The summoning was hardly eventful. The Grandmaster Artificer's perks only described its existence. Yet the slightest thought of that ancient name summoned a mountain of solid stone that put my world to shame. A mere optical illusion, I knew it to be. So after a slight moment of surprise, I only saw it as a large rock.
The resurrection, however, left us both speechless.
A touch was all it took to summon the colossal husk to my world, and upon our return, we found the structure drinking the realm's divine energies, both mine and his. Therein we learned the most astounding fact. Ari-Zmon was not a sphinx. Ari and Zmon were sphinxes; a bonded pair. What was more, they seemed to recognize Amun and glean his intent the instant they met his eyes, stating he appeared different while calling him that ancient name- Zefroth, then took on the role of guarding Amun's most dangerous secrets of technology and war without our asking.
That was little to no surprise, however. With eyes that could see through time, they knew more than me and perhaps even Amun. Thus my mild shock turned to determination once they tasked me with reforming this world into a testing ground of dual-purpose.
It was decided that this would be where Legionaries would be trained to become Non-Commissioned Officers; where they would return for the Officer Candidacy Crucible; where they would return once more to become Field Officers, and again to become Staff Officers, yet again to become Command Officers, and yet again to become General Officers. So it was dictated that I build structures appropriate to mold troops into the finest leaders and commanders the Mortal Plane had ever seen.
It was decided that Ari would scour the planes of existence in search of those outside the Empire with worthy potential. She would bring them to my world to be tested openly by me and privately by Zmon, and reward their divine efforts appropriately for the sake of their realms.
It was decided that Zmon would gaze upon those in my world and summon those worthy to him, in the core. He would test them privately and Ari publicly to select those appropriate for our budding black ops units. Then, here, on this deathworld without magic, the Troupe's special operatives would be born; including operatives for the members we had yet to recruit.
My brother's arcane terrorists. Iris' elite augmented marines. Blude's mafia of nation topplers. Geri's combative rescue squad. Freki's assault force. Wilson's chemical army. Rickley's spies. Reina's Omega Brood. Leary's mechanized band of militant goblin paragons. All of their recruits would be recruited or at the very least trained from here. However, it was decided that only those chosen for my organization would remain here.

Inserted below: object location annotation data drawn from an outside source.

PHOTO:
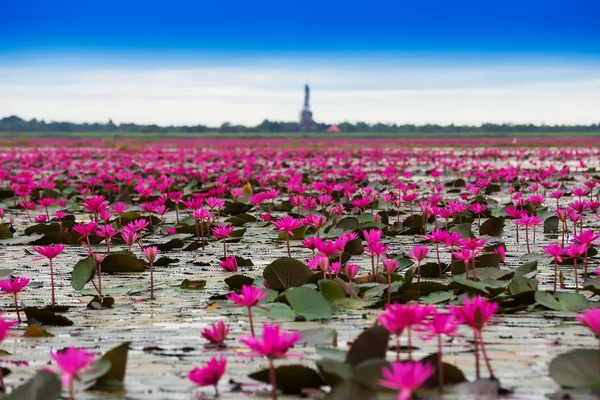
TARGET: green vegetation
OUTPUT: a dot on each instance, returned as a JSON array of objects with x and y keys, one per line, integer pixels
[
  {"x": 293, "y": 135},
  {"x": 14, "y": 126}
]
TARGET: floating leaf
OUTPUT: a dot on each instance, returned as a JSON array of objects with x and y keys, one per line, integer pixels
[
  {"x": 308, "y": 303},
  {"x": 368, "y": 372},
  {"x": 526, "y": 268},
  {"x": 372, "y": 343},
  {"x": 348, "y": 224},
  {"x": 83, "y": 272},
  {"x": 592, "y": 285},
  {"x": 107, "y": 302},
  {"x": 164, "y": 261},
  {"x": 299, "y": 234},
  {"x": 452, "y": 374},
  {"x": 562, "y": 301},
  {"x": 276, "y": 312},
  {"x": 171, "y": 244},
  {"x": 319, "y": 337},
  {"x": 291, "y": 379},
  {"x": 235, "y": 282},
  {"x": 45, "y": 317},
  {"x": 577, "y": 369},
  {"x": 21, "y": 240},
  {"x": 43, "y": 229},
  {"x": 438, "y": 297},
  {"x": 193, "y": 284},
  {"x": 354, "y": 247},
  {"x": 122, "y": 262},
  {"x": 331, "y": 290},
  {"x": 118, "y": 364},
  {"x": 241, "y": 219},
  {"x": 286, "y": 273},
  {"x": 350, "y": 390},
  {"x": 463, "y": 229},
  {"x": 492, "y": 226},
  {"x": 551, "y": 224},
  {"x": 43, "y": 386},
  {"x": 35, "y": 331}
]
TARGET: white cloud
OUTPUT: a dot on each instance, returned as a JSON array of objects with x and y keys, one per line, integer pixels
[{"x": 341, "y": 91}]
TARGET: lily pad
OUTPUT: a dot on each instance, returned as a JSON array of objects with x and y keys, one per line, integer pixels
[
  {"x": 492, "y": 227},
  {"x": 83, "y": 272},
  {"x": 562, "y": 301},
  {"x": 308, "y": 303},
  {"x": 43, "y": 386},
  {"x": 285, "y": 273},
  {"x": 331, "y": 290},
  {"x": 370, "y": 344},
  {"x": 577, "y": 369},
  {"x": 118, "y": 364},
  {"x": 122, "y": 262},
  {"x": 235, "y": 282},
  {"x": 45, "y": 317}
]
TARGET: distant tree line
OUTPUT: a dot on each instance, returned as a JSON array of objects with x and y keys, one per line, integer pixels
[{"x": 16, "y": 124}]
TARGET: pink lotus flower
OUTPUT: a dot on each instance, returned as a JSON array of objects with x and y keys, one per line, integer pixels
[
  {"x": 229, "y": 264},
  {"x": 555, "y": 251},
  {"x": 287, "y": 225},
  {"x": 14, "y": 286},
  {"x": 418, "y": 253},
  {"x": 398, "y": 317},
  {"x": 5, "y": 327},
  {"x": 351, "y": 271},
  {"x": 574, "y": 251},
  {"x": 476, "y": 313},
  {"x": 210, "y": 374},
  {"x": 249, "y": 297},
  {"x": 591, "y": 319},
  {"x": 216, "y": 333},
  {"x": 372, "y": 235},
  {"x": 71, "y": 362},
  {"x": 405, "y": 377},
  {"x": 274, "y": 342},
  {"x": 50, "y": 252},
  {"x": 151, "y": 253}
]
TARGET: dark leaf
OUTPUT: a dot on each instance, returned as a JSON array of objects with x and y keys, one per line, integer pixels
[
  {"x": 492, "y": 226},
  {"x": 118, "y": 364},
  {"x": 192, "y": 284},
  {"x": 577, "y": 369},
  {"x": 35, "y": 331},
  {"x": 331, "y": 290},
  {"x": 83, "y": 272},
  {"x": 551, "y": 224},
  {"x": 43, "y": 386},
  {"x": 241, "y": 219},
  {"x": 354, "y": 247},
  {"x": 45, "y": 317},
  {"x": 372, "y": 343},
  {"x": 308, "y": 303},
  {"x": 286, "y": 273},
  {"x": 107, "y": 302},
  {"x": 452, "y": 374},
  {"x": 122, "y": 262},
  {"x": 235, "y": 282},
  {"x": 350, "y": 390},
  {"x": 291, "y": 379}
]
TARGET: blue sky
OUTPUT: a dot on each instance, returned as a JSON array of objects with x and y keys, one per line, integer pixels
[{"x": 242, "y": 61}]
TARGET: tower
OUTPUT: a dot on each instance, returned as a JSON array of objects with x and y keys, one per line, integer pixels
[{"x": 306, "y": 121}]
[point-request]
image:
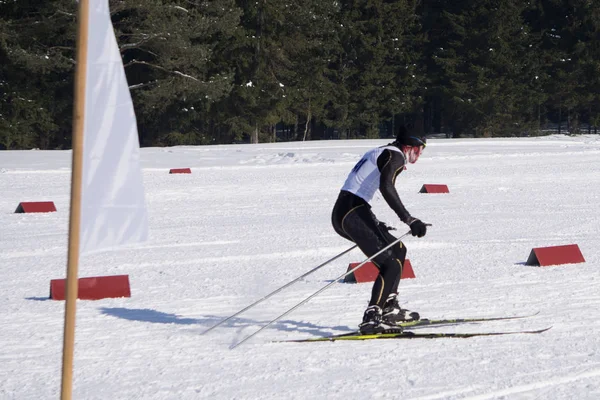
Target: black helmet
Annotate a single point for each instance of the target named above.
(406, 139)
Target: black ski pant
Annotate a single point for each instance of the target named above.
(352, 219)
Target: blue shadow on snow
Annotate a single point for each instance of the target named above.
(148, 315)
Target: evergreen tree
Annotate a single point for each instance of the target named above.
(482, 66)
(168, 52)
(37, 52)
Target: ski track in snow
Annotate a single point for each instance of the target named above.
(250, 218)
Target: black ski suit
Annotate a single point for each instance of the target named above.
(353, 219)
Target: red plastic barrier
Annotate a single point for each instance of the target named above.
(429, 188)
(555, 255)
(180, 171)
(35, 206)
(96, 288)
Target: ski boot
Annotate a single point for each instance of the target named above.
(393, 314)
(373, 322)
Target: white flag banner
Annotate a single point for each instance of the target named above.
(113, 210)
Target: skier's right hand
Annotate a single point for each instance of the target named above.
(418, 228)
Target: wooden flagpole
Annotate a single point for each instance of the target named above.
(76, 188)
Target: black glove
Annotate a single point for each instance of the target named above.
(418, 228)
(385, 227)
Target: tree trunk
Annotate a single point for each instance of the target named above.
(308, 118)
(254, 136)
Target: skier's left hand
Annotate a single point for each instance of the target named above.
(418, 228)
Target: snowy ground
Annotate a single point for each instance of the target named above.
(250, 218)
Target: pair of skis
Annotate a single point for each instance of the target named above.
(405, 334)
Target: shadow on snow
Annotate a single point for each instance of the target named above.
(158, 317)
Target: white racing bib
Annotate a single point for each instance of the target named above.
(364, 178)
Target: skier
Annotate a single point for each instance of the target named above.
(353, 219)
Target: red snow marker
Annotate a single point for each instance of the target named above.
(96, 288)
(35, 206)
(369, 272)
(180, 171)
(429, 188)
(555, 255)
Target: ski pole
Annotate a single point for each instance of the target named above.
(280, 289)
(321, 290)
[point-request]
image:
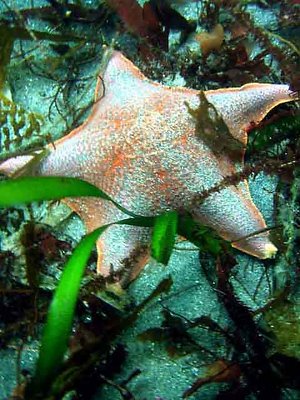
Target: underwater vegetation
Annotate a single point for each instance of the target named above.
(226, 326)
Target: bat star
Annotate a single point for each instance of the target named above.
(140, 146)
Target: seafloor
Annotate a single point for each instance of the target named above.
(194, 328)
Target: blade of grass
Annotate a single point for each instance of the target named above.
(61, 311)
(163, 236)
(28, 189)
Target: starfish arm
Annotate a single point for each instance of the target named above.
(121, 247)
(141, 147)
(232, 214)
(248, 105)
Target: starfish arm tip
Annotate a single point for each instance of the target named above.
(270, 251)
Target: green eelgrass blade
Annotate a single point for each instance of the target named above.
(163, 236)
(61, 312)
(29, 189)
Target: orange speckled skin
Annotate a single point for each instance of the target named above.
(140, 146)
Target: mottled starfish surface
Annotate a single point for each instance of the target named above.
(140, 145)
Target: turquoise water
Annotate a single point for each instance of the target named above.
(238, 332)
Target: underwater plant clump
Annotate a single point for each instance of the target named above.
(204, 324)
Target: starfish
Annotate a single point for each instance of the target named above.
(140, 146)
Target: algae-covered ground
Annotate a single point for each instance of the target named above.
(204, 326)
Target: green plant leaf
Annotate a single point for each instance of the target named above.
(61, 311)
(163, 236)
(28, 189)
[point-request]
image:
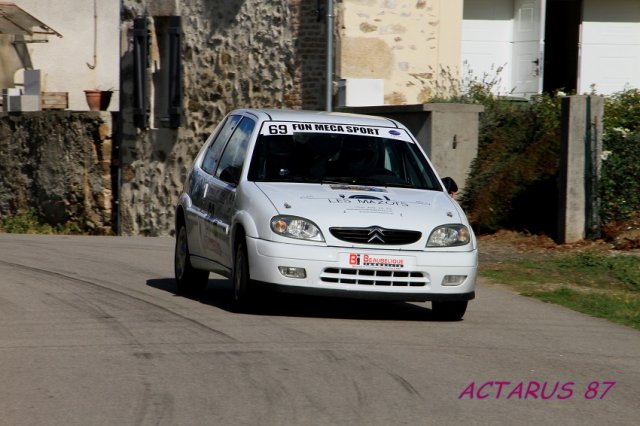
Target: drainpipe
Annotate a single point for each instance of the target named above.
(329, 76)
(95, 37)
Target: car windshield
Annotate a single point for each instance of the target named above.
(340, 158)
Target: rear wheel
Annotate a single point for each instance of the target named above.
(188, 279)
(449, 310)
(240, 278)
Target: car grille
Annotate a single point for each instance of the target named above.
(376, 235)
(374, 277)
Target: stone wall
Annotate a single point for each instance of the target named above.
(58, 163)
(235, 54)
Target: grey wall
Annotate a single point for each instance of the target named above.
(58, 163)
(235, 53)
(447, 132)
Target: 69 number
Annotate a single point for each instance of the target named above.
(279, 129)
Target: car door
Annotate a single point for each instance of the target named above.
(221, 194)
(200, 182)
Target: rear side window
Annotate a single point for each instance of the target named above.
(213, 152)
(233, 157)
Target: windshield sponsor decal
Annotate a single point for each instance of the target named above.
(360, 201)
(289, 128)
(347, 187)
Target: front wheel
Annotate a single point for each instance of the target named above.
(188, 278)
(449, 310)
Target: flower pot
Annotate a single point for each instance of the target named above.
(98, 100)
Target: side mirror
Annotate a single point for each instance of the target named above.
(231, 175)
(450, 185)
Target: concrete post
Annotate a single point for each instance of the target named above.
(580, 162)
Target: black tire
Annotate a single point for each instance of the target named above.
(242, 294)
(188, 279)
(449, 310)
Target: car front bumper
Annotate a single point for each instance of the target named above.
(367, 274)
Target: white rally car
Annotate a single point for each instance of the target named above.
(323, 203)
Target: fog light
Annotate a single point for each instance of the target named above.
(292, 272)
(453, 279)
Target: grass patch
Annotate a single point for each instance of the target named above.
(601, 285)
(621, 308)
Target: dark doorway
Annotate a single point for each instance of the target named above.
(562, 33)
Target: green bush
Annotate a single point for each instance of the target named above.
(513, 182)
(620, 183)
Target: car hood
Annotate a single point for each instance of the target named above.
(361, 206)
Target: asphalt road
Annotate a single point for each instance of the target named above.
(92, 333)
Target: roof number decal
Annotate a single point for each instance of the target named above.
(289, 128)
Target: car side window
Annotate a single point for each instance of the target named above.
(233, 156)
(210, 159)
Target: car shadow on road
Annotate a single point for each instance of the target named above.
(218, 294)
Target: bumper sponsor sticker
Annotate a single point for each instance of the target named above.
(376, 261)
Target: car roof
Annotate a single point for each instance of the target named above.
(318, 117)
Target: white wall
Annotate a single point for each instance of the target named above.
(610, 38)
(487, 40)
(63, 61)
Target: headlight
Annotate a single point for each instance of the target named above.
(296, 227)
(449, 236)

Only my soldiers would be stripped of their names and titles just as their memories would be stripped from the minds of mortals. Only my agents would be unshackled from the bonds of time and death. Only my operatives would follow in my steps, living lives of suffering and awe as powerless beings in this arcane world. Only they would roam this world as scholastic warriors from childhood unto death, learning until their decades came to an end.
Only they would then be reborn as an angel of destruction wielded by our Eternal God-Emperor- a Zed Force Operative.